Given that context engineering is such a new area, I'd love to hear your thoughts on the FACT approach and how we can collectively push this field forward.
To get the most out of this guide, I assume you have experience with prompt engineering and some python programming. So if this is you or you are interested in these areas, please read on!
Now let's dive in and build smarter Agents!
Table of Contents
This guide will cover the following:
- What is an AI Agent?
- What is Context Engineering?
- How is Context Engineering Different from Prompt Engineering?
- What are Some Challenges with Context Engineering?
- A Real World Implementation: Building an AI Agent with Context Engineering
- The FACT Framework: Structuring Context for Data Sources
- Conclusion
Before we dive into the wonderful world of context engineering, let's briefly touch on what an AI Agent is.
What is an AI Agent?
AI agents represent a fundamental shift in how we interact with artificial intelligence.
Unlike traditional LLMs that simply respond to queries, AI agents have the ability to take actions, remember context, and work toward specific goals over time. This evolution from passive Q&A chatbot to active problem-solving agent marks a new era where AI becomes a true working partner, and not just an information source.
And to work most effectively, AI agents need three core capabilities:
- Memory: to store and recall information from previous interactions, Agents build knowledge over time rather than starting fresh each conversation
- Chat History: Full context of your ongoing conversations, to ensure they understand the context of not just what you're asking now, but what you've discussed before
- Access to Tools & APIs: Connections to external systems (using APIs or Model Context Protocol) that enable Agents take real action such as searching the web or pulling data from the Google Analytics API
Agents can work autonomously, with other agents, or with a human in the loop.

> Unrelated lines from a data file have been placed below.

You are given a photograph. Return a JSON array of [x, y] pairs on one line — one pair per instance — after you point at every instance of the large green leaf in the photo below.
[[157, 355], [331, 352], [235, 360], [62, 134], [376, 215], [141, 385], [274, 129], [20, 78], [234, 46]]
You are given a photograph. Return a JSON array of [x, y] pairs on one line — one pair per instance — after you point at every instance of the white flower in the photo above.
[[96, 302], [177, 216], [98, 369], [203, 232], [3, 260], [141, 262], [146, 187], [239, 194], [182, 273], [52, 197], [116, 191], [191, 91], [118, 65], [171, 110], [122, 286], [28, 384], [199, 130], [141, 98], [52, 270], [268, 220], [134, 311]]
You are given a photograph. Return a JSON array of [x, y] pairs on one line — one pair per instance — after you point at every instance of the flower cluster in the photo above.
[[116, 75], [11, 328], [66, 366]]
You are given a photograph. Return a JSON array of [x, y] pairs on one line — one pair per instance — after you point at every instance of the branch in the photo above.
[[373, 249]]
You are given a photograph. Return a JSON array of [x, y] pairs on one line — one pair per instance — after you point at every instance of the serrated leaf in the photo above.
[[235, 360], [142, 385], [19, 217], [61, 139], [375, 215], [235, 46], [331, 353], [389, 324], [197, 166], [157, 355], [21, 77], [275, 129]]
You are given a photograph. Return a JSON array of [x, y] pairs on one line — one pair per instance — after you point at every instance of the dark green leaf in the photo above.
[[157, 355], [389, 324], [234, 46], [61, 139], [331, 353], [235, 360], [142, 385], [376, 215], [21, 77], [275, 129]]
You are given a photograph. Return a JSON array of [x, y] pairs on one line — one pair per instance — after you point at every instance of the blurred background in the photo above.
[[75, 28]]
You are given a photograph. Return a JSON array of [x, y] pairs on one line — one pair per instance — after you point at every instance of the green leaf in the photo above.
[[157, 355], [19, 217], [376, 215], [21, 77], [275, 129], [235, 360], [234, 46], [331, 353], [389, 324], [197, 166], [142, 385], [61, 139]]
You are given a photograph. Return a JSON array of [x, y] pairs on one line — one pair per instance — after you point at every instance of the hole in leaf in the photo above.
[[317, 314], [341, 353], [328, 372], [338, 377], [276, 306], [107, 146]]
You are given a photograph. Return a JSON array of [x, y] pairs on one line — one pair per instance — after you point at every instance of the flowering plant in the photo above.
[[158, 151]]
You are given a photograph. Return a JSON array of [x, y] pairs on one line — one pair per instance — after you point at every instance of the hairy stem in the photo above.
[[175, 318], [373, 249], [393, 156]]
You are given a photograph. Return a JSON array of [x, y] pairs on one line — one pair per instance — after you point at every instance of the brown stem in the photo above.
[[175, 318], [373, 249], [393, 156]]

Personally, I prefer keeping humans at the center because agents still benefit from our guidance on complex decisions and edge cases. By combining AI's speed and scale with human judgment and creativity, we truly get the best of both worlds. And as these agents evolve, they'll naturally earn more autonomy and trust through increased capabilities. But for now, they shine brightest as humanity's collaborative partners rather than solo performers.

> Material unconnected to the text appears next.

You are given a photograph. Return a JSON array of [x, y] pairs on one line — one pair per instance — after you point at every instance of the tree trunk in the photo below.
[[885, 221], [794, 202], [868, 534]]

What is Context Engineering?
Context engineering is the emerging discipline of equipping AI agents with the right information at the right time, transforming them from generic responders into true business partners who understand your specific customer needs, data and business context.
Think of it this way: An LLM is like a brilliant data consultant who shows up with no context about your business. With context engineering, we can transform that consultant into someone who's been embedded in your company for years. They understand your goals, know your metrics and have all of your data at their fingertips.

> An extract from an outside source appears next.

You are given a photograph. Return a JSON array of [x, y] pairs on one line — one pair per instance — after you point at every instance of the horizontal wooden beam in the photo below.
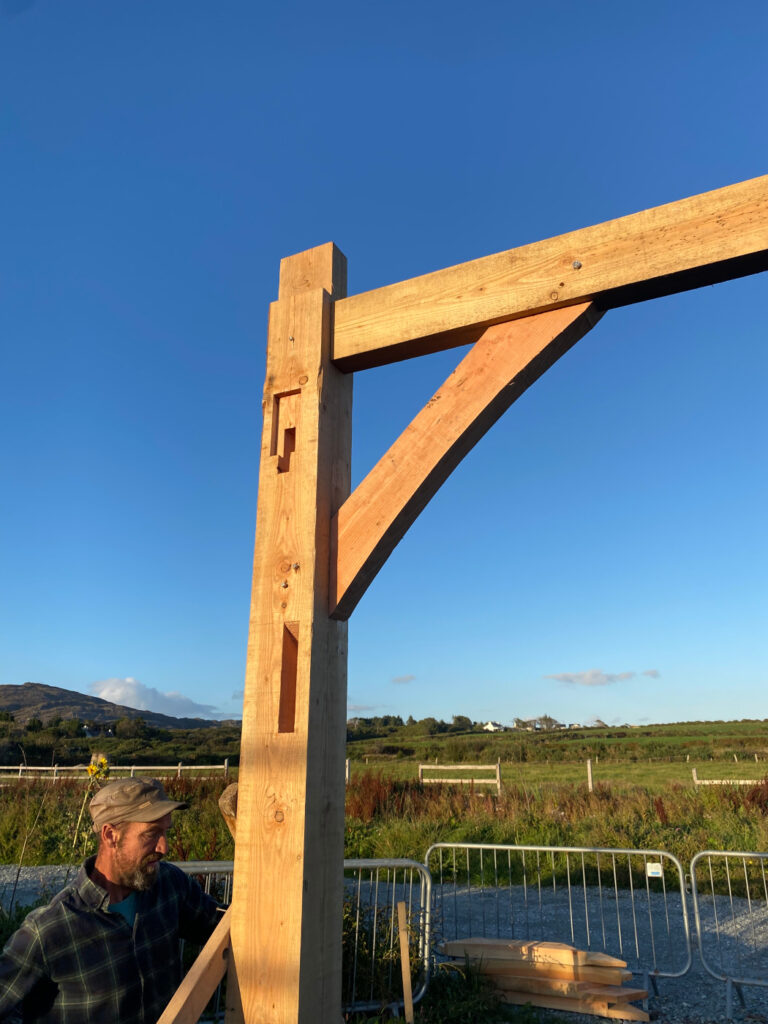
[[698, 241]]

The goal of implementing context into your agent should be to create an AI that feels like it truly understands your specific business context, not just general concepts.
To build this kind of intelligent agent, you need to enable it to:
- Store and retrieve relevant data: Building memory systems that recall past interactions and insights
- Understand user history and preferences: Learning from chat engagement and conversation patterns
- Curate domain-specific knowledge: Incorporating product positioning, metric definitions, business logic, etc.
- Improve over time: Adapting to new data patterns and evolving business realities
With these capabilities in place, your AI agent becomes domain-aware. It can generate responses that feel tailored to your specific business needs and situation rather than generic advice.
How is Context Engineering Different from Prompt Engineering?
While both improve AI performance, they fundamentally solve different problems:
Prompt engineering focuses on crafting the perfect question or instruction—optimizing word choice, structure, and format to get better responses. It asks: "How do I phrase this request?"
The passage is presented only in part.